A season of contemplation

This year Autumn came suddenly. As if controlled by a light switch, one evening it was light at 8pm and the next evening it was dark. Just like that, the anemones were blooming and the leaves were falling.

This year for the first time in many, I was able to welcome Fall. And this is a real achievement for me because usually I dread Fall.  Usually, Fall for me, is the death of summer, the end of the fun.  But after such a hot summer in Germany, I was ready for cooler weather.  And truly, this Fall I’m getting to look at how far I’ve come, which is always an energy booster.  Getting to compare this year to last year, I’m breathing a sigh of relief that I made it.

With six months of school under my belt and a few friends to call my own, I think now I’m getting to experience a kind of after glow, a short golden age. Right now, while I get to stay at home with the baby I can really breath in each moment, notice every fleeting detail and feel the seasons come alive–Maybe the this is the beginning of me loving Fall!

Not to mention that Franconian Greetings are an entirely different story when you have a baby.  I have been shocked at how the sweet, warm, gooey hearts of the old, usually staunch, cold Franconians come out at the first sight of a stroller or a mom carrying her baby in a carrier. I get such warm greetings now.  The rules of greetings seem to have changed entirely however its possible that what has really changed is my ability to understand and interpret what people are saying.

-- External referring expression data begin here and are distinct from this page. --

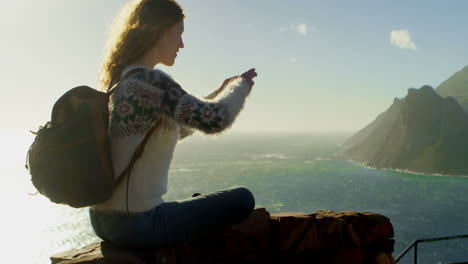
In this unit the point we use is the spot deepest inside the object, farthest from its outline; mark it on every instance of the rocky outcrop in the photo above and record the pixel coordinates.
(457, 87)
(424, 133)
(322, 237)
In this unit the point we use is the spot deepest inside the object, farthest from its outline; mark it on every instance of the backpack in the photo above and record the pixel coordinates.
(69, 160)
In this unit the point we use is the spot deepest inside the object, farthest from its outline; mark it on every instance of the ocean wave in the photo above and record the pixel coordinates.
(269, 156)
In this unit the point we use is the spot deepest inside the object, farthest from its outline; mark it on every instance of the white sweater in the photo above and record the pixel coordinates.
(135, 106)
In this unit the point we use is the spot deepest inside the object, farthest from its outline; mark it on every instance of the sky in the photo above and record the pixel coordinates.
(323, 66)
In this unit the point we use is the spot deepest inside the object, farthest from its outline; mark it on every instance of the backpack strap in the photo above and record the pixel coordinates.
(113, 83)
(139, 150)
(136, 155)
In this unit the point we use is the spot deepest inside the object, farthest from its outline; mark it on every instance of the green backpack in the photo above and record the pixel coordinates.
(69, 160)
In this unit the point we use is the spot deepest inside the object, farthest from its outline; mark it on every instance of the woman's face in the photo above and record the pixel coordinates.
(165, 50)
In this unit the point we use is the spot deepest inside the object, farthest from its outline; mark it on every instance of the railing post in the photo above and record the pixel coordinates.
(415, 260)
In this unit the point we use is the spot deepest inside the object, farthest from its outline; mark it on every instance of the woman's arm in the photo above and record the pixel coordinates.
(140, 100)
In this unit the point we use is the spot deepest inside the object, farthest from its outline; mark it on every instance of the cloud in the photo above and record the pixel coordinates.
(300, 28)
(402, 39)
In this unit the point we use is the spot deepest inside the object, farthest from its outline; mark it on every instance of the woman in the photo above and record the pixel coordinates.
(136, 215)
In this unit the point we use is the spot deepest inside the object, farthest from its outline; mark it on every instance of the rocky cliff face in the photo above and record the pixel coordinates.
(457, 87)
(424, 133)
(324, 237)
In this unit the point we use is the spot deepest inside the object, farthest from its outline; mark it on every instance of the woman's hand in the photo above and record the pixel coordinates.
(249, 75)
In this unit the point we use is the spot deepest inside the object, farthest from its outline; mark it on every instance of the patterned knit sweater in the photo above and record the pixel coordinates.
(135, 106)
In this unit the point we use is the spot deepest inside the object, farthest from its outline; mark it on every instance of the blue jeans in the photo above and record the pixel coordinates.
(174, 222)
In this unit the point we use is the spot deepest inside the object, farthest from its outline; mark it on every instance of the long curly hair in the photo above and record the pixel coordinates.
(139, 26)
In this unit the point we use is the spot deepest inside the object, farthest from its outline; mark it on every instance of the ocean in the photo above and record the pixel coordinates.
(286, 172)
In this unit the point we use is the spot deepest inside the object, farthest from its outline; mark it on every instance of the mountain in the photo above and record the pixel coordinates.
(457, 87)
(424, 132)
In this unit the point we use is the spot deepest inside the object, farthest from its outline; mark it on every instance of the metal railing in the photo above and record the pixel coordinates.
(416, 242)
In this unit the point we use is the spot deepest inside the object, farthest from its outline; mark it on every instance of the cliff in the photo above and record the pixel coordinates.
(423, 133)
(457, 87)
(322, 237)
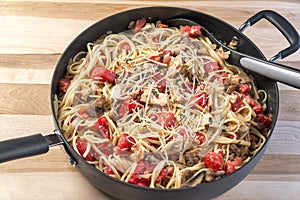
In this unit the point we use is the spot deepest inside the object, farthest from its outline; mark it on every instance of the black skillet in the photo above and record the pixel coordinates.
(38, 144)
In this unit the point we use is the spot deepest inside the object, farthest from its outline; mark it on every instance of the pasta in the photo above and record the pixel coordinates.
(161, 107)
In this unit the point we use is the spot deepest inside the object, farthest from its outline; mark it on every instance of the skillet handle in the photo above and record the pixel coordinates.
(27, 146)
(287, 29)
(278, 72)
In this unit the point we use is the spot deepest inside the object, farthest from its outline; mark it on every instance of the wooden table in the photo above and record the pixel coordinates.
(33, 35)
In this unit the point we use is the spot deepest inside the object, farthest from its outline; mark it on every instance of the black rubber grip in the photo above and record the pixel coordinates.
(23, 147)
(287, 29)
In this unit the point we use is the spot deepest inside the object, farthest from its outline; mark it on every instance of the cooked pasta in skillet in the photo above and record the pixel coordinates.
(159, 106)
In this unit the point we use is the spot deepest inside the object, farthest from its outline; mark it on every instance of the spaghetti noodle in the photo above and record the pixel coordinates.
(160, 107)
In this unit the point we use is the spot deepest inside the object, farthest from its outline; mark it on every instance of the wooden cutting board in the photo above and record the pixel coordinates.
(34, 33)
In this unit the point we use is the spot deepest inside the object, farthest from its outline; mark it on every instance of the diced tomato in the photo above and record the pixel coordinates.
(210, 66)
(165, 119)
(102, 126)
(162, 174)
(189, 87)
(237, 134)
(257, 109)
(191, 31)
(163, 57)
(81, 145)
(200, 99)
(124, 144)
(231, 166)
(160, 82)
(102, 74)
(63, 84)
(200, 137)
(182, 132)
(253, 138)
(244, 88)
(125, 46)
(139, 24)
(108, 170)
(128, 106)
(82, 113)
(162, 26)
(214, 161)
(237, 104)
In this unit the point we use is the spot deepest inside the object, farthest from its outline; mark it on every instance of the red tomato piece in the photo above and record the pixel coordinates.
(108, 170)
(134, 105)
(139, 24)
(182, 132)
(160, 82)
(128, 106)
(102, 74)
(81, 145)
(162, 26)
(82, 113)
(244, 88)
(191, 31)
(231, 166)
(162, 174)
(63, 84)
(237, 104)
(165, 119)
(200, 137)
(214, 161)
(124, 144)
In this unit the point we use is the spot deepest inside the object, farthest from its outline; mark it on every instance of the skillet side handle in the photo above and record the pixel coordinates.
(285, 27)
(23, 147)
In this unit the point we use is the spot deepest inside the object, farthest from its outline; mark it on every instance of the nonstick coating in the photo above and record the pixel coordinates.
(118, 23)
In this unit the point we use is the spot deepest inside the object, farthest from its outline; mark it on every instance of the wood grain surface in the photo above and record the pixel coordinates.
(34, 33)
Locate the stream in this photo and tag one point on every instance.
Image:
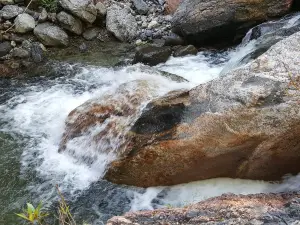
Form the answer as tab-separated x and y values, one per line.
32	122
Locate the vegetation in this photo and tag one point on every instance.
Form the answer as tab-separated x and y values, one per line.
37	216
49	5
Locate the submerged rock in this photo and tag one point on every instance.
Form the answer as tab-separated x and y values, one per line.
152	55
205	22
244	124
282	208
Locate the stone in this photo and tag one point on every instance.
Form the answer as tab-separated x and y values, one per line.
84	9
153	24
43	16
24	23
244	124
5	48
152	55
209	22
91	33
51	17
185	50
101	10
83	48
10	11
7	2
173	39
228	209
121	23
37	52
51	35
20	53
69	22
141	6
171	6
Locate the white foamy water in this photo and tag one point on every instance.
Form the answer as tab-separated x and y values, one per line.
39	114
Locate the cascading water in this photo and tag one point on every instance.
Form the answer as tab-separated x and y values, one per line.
32	123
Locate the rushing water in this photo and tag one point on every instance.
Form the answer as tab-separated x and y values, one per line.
32	120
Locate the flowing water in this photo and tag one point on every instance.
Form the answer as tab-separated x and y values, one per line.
32	121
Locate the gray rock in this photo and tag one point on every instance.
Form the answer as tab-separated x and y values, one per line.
24	23
121	23
51	35
101	10
185	50
69	22
91	33
173	39
37	53
84	9
43	16
5	48
206	21
141	6
152	55
20	53
10	11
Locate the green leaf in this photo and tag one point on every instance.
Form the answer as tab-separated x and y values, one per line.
22	216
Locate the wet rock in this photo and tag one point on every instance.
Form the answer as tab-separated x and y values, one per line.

This luxury has made me appreciate lots of things, but one thing in particular I have come to realize:

Don’t wait.

Don’t wait until you feel all the way ready to get started with whatever it is you need to do in your life. This is terribly difficult, and I’m not encouraging rushing though anything, but I am saying that truly, a year passes by no matter what we do.  What is certain is that the next year will pass and even if it seems hard or long, it will take a year and then whatever is happening now– will be over. This year will be the past and that time will either have been filled and a great investment for us or it will have been empty. No matter what, it will be gone. It is such a relief to me that I spent this last year focused on learning to speak German and getting acclimated here.  My everyday life is 100% better because I did that. Now–just like that– a year has passed and the hardest part is over and done.  New challenges will always present themselves, but boy am I relieved that I am where I am now instead of where I was a year ago.

Those of us who live in temperate regions are lucky to experience the four seasonal changes and this past year especially has given us an abundant show of nature’s loveliest displays. What a luxury to get to feel like you had enough sunshine before the fall comes and enough cool, colorful breezes before the snow. To taste each one and be ready for the next season is something I am thankful for this year.

Nature has a certain enviable balance. It goes through tumultuous seasons of difficulty but that isn’t the long term norm for nature and it shouldn’t be for us either. Sometimes we act as if life should be difficult, that it in order for us to have meaning life needs to be a non stop roller coaster that makes us feel crazy–then we know we are really strong or making something of ourselves–as if the more difficult our lives are, the more we deserve something good. But I’m not sure that’s true. Sometimes it’s all we can do to survive– but we need the seasons of difficulty balanced with seasons of rest in order to live full lives.

I think we have a specific amount of time on earth and all the time we didn’t appreciate doesn’t get added up into a lump sum for appreciation at a later date. We either live and breath it all in while we are here, or we hold our breath and just get by. Either way, thinking about all this has inspired me to get going! Auf gehts!